Although it has been off the air for well over a decade, the crime drama portrayed the war on drugs for what it was. Inspired by David Simon’s factual reporting on Baltimore’s streets, several of the show’s most iconic players, such as Omar Little, were inspired by real people.
The real ‘Wire’
American media has often portrayed drug dealers as an enemy even eviler than some of history’s biggest monsters, Andrews sees himself and others as a product of an environment. As a kid, he saw his first dead body, went to prison for murder at 32, found God, and met Simon. However, as Andrews told The Independent, he got where he was by trusting no one but himself.
“When I was coming up, one of the biggest drug dealers in the city would always tell me a real man stands alone. I felt better working by myself. I only had a couple of friends who I was comfortable hustling with. They’d have to know anything I was going to do just by a look; when you’re robbing people, it’s gotta be perfect,” Andrews told The Independent of his life growing up on the streets that spawned The Wire.
Despite doing some genuinely heinous things, however, Andrews admitted that he still had a code that, while flawed, tried to alleviate the damage of his actions.
“I would never mess with women… [and] I wouldn’t give kids drugs. That’s how the game got messed up: you’ve got mothers, grandmothers, children of five or six trying to sell you drugs now,” he said of his code.
That code led him down a dark path that led him to the murder charge that sent him to prison. In 1986, Andrews agreed to kill a rival drug dealer amid a heroin addiction that added to his desperation. According to Slate, Williams was released in 2005 thanks largely to David Simon and others involved with The Wire and the events that inspired it.
Life without a future
Drug dealing is and was a dangerous life with severe consequences that have now affected several generations. However, the risk of death, incarceration, and harassment by the local police seemed like a given regardless of what people like Andrews did. As such, they had to live in the present without worrying about where it would lead them.
“The word ‘future’ wasn’t even in my vocabulary, because I didn’t know if I’d be alive or dead tomorrow. They had a bet in my neighborhood that I wouldn’t reach 21. Well, I’m 55 now. And the people who made the bet? They’re dead,” Andrews told The Independent. It was one of the last interviews he ever gave.
Andrews passed away in 2012 following complications during heart surgery. However, his story is known thanks to the iconic character that he inspired.
The real Omar
The Wire was an adaptation of Simon’s work as a reporter on the Baltimore crime beat.
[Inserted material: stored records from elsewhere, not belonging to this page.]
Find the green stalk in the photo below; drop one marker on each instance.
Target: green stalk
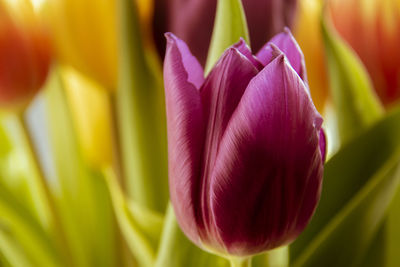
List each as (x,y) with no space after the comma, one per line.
(141,116)
(43,183)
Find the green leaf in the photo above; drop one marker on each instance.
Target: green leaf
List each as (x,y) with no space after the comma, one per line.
(230,24)
(36,242)
(141,116)
(12,251)
(392,234)
(360,181)
(141,227)
(177,251)
(278,257)
(355,101)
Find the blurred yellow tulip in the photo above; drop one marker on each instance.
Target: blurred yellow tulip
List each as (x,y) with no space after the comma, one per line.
(91,114)
(372,29)
(307,31)
(85,35)
(24,54)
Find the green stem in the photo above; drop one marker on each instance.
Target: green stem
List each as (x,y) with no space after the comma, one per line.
(55,219)
(240,262)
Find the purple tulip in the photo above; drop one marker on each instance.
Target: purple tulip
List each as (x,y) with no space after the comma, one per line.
(246,148)
(193,20)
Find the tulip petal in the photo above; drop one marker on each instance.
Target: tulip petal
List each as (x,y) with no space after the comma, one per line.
(269,167)
(245,50)
(192,67)
(322,144)
(288,45)
(221,94)
(185,131)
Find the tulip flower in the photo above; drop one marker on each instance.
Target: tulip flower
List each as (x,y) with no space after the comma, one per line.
(24,54)
(308,34)
(85,36)
(193,21)
(371,27)
(245,145)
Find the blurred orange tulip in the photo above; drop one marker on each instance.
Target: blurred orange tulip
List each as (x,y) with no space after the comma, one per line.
(372,28)
(24,54)
(85,35)
(308,34)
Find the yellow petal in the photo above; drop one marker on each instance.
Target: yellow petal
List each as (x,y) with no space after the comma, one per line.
(91,113)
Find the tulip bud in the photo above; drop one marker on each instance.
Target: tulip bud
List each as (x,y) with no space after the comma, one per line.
(245,146)
(193,21)
(371,27)
(24,54)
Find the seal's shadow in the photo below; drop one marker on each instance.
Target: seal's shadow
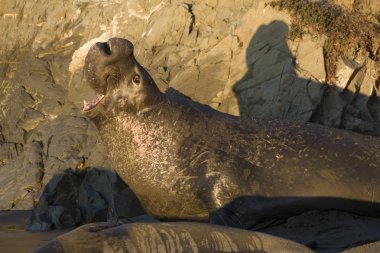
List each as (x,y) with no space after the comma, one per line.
(272,88)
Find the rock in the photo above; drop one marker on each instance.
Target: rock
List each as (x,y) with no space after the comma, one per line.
(310,58)
(73,198)
(345,70)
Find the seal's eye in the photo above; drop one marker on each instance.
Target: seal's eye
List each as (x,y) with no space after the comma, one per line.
(136,79)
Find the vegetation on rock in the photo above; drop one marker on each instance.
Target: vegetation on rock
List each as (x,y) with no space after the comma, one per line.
(348,33)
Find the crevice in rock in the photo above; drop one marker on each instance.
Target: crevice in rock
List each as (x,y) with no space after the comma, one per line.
(192,21)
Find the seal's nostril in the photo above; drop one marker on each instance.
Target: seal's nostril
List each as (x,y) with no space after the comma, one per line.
(104,48)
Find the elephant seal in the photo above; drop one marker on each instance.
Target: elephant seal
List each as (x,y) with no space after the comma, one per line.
(167,237)
(187,161)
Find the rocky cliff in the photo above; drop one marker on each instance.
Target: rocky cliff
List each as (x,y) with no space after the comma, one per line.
(234,55)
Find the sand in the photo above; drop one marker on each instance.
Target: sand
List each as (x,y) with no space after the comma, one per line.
(15,239)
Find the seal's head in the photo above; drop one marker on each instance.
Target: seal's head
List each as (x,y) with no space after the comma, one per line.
(120,81)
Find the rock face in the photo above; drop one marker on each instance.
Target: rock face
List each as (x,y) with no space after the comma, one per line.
(167,237)
(232,55)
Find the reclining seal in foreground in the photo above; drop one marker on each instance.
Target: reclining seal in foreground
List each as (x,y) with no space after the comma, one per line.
(167,237)
(185,160)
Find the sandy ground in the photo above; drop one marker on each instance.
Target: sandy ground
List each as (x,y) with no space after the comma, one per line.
(330,231)
(15,239)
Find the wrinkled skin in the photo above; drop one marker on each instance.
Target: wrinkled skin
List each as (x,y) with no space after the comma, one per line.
(187,161)
(167,237)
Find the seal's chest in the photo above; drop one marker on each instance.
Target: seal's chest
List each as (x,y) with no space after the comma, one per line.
(141,146)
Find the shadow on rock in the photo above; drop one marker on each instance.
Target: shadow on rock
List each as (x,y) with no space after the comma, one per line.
(73,198)
(273,88)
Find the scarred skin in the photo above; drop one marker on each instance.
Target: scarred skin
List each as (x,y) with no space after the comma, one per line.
(167,237)
(185,160)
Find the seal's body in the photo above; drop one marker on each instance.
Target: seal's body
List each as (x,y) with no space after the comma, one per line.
(167,237)
(187,161)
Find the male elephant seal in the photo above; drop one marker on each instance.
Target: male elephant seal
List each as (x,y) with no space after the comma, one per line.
(187,161)
(167,237)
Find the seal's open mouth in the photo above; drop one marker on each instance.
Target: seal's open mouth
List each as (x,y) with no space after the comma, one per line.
(90,104)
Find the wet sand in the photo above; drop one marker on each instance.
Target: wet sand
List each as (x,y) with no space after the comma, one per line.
(15,239)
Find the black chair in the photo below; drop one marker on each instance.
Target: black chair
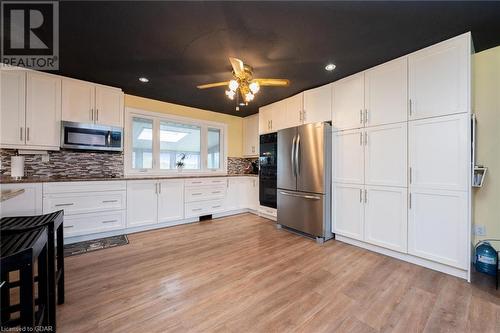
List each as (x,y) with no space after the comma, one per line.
(54,222)
(19,252)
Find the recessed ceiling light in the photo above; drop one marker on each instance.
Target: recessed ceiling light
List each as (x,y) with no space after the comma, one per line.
(330,67)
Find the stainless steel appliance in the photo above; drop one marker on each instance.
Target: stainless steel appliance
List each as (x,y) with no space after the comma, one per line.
(268,160)
(91,136)
(304,179)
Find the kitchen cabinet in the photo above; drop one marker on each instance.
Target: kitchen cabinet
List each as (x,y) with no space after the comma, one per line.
(142,203)
(317,104)
(439,78)
(91,103)
(386,93)
(31,110)
(348,210)
(348,102)
(13,103)
(251,136)
(170,200)
(386,217)
(26,204)
(348,151)
(437,226)
(385,155)
(439,153)
(43,110)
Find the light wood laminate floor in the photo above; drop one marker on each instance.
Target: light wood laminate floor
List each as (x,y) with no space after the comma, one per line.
(241,274)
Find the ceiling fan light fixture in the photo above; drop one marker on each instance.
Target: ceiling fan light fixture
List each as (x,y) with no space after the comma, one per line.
(233,85)
(254,87)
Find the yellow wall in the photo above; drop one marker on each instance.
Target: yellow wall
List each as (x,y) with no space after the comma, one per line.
(234,124)
(486,85)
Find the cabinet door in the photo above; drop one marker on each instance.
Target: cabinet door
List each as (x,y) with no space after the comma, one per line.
(318,104)
(294,106)
(437,226)
(28,203)
(348,150)
(142,203)
(170,200)
(78,101)
(251,136)
(13,107)
(348,102)
(439,153)
(386,155)
(386,93)
(348,210)
(43,110)
(386,217)
(439,79)
(109,106)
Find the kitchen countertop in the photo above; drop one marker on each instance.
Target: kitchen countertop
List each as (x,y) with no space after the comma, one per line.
(9,180)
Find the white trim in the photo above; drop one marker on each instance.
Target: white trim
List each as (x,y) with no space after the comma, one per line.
(156,117)
(464,274)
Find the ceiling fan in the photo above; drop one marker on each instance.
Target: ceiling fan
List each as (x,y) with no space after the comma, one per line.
(243,84)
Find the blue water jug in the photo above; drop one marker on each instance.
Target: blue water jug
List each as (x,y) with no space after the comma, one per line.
(486,259)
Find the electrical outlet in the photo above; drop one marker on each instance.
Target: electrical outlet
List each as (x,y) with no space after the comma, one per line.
(479,230)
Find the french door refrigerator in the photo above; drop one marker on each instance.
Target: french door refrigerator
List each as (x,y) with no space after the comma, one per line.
(304,179)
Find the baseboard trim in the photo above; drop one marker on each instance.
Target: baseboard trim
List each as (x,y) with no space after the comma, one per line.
(463,274)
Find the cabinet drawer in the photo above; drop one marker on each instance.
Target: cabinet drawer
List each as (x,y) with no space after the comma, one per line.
(193,194)
(206,181)
(84,224)
(194,209)
(78,203)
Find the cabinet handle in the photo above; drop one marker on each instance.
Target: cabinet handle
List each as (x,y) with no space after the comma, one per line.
(64,205)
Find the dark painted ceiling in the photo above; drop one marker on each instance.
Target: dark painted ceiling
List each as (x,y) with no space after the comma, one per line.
(179,45)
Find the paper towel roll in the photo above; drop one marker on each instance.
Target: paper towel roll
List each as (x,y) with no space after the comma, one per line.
(17,166)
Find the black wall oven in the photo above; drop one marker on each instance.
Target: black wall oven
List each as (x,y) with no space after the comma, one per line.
(268,163)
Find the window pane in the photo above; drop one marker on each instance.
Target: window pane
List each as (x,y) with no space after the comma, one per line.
(142,143)
(179,143)
(213,160)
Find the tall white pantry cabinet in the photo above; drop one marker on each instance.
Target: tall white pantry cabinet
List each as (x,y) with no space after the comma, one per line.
(402,157)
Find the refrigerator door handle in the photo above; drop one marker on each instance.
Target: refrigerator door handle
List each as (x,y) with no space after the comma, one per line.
(305,196)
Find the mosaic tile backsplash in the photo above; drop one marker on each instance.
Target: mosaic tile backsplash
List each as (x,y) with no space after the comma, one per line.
(70,163)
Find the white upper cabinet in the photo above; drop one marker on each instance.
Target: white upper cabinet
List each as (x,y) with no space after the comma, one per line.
(439,78)
(317,104)
(43,110)
(251,135)
(78,101)
(170,200)
(386,217)
(348,150)
(348,210)
(437,226)
(439,153)
(348,102)
(90,103)
(386,93)
(13,107)
(386,155)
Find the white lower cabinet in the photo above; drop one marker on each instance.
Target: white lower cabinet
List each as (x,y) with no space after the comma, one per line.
(386,217)
(348,210)
(437,226)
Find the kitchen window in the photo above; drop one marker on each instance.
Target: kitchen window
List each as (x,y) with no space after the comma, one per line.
(159,144)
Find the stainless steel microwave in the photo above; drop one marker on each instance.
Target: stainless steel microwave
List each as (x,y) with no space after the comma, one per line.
(91,136)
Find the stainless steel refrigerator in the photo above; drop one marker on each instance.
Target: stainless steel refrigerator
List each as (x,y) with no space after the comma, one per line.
(304,179)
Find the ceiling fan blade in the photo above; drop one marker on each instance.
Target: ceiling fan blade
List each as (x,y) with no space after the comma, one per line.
(213,85)
(237,64)
(273,82)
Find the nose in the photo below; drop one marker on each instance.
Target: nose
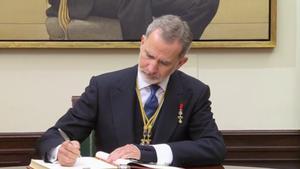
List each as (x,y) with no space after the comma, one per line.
(153,67)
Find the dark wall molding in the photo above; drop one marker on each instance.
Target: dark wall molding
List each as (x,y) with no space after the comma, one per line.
(243,146)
While they changed the names and added their plots, outcomes, and quirks, most characters were based on real-life counterparts. However, as any Wire fan can attest to, few characters portrayed the series’s themes better than Omar, a stone-cold killer with a strict moral compass that tried to alleviate his lifestyle damage.
As The Hollywood Reporter noted in an obituary of Andrews, actor Michael K. Williams took his story to heart, and the show’s success helped him get an early release from prison after the story behind his actions became more clear.
To this day, Omar Little is one of the most famous television characters in modern history, with everyone from the average fan to former president Barack Obama noting his importance.
However, as inspiring as Andrews’ story was, it’s also a sad portrait of a country that allows events of The Wire to ring more accurately than the average work of fiction could ever do.